Roland Barthes wrote a book about photography called Camera Lucida, a play on “camera obscura,” that ancient primogenitor to Polaroids and Instagrams. In it, he introduces useful terms for reading photographs, like “studium” (the presence of elements that lend themselves to sociocultural or historical analysis) and “punctum” (the features that convey a meaning in an individual without invoking any recognizable symbolic system), anchoring his reflections in (his) subjectivity and emotion.
Halfway through the book, however, Barthes seemingly abandons his whole project (or takes it to its logical extreme) and begins to meditate on a single photograph of his own recently-deceased mother as a child. His search for a photo that truly captured her essence, the way he knew her, paradoxically took him all the way back to that time, long before his own. Something about her expression in the winter garden struck him as immortalizing “the impossible science of the unique being”—her unique “that-has-been.”
I read somewhere that Barthes ends up revealing that he doesn’t even have this ur-photo in his possession anymore. I don’t know if that’s true; an abrupt change is palpable between chapters 47 and 48, but if that admission takes place somewhere in those pages, I must have missed it.

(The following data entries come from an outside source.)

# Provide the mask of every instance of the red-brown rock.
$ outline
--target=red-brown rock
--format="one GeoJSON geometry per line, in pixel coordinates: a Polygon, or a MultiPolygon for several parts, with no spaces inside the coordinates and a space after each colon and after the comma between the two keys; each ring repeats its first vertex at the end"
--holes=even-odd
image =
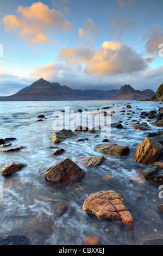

I may have been distracted by my own musings about this impossible science of emanations.
I could have waited to write these words until I had the chance to consult my copy of his book later today, but I don’t want to. Barthes’s book isn’t really about that photograph; it’s not even really about photography.
Barthes searched for his mother and found her in a photo of a five-year-old; my own mother used to search for me and would find me in a baby picture she kept in her wallet. As a child, I would resent it when she would take out and kiss that tiny black-and-white square capture; that isn’t me, I would think, squirming in silence.
My mother assumed that I was just bashful, but with every year that I felt myself drift away from that image that she had of me, the squirming grew into pain, until one day—at maybe eight or nine years old, or maybe older—I snatched the photo from her hands and ripped it to shreds. My mother burst into tears.
The strange solipsism of reader response, that point of contact that Barthes calls the punctum, can’t be predicted nor designed.
There’s a happy postscript to this story of mine; decades later, my mother thanked me for that day. She felt freed from her tendency to hold on to the wrong things. I hadn’t realized that, over the years, she’d deciphered my childish message. I think I’m still decoding it.
Barthes doesn’t actually abandon his project halfway through his book, as he continues to spiral outwards from that single photo to analyze public works right through the final chapter, but his “recantation” at the end of part 1 does signal something important: that this was never truly a book about photography per se, but a book about grief.
In chapter 36, Barthes takes a stand against social constructivists who insist that photography is not a window on the world, but always a distorting lens, if not a projection: “the photograph, they say, is not an analogon of the world; what is presented is fabricated.” Barthes sides with the realists who, in his view, “do not take the photograph as a ‘copy’ of reality, but for an emanation of past reality: a magic, not an art.”
I believe that Barthes’s need to take this stand in a debate that feels much less dichotomous to me today is an expression of his love and mourning—his pain.
In the very last pages, Barthes realizes the deep structure of subjectivity behind the punctum, that pricking beyond symbolic meaning: “I began by calling it: the pangs of love.” He goes on to rename it as “pity,” but that to me feels like another sleight of hand in a book of spells pretending to do cultural sociology. This is a book about grief. These pages are soaked in tears.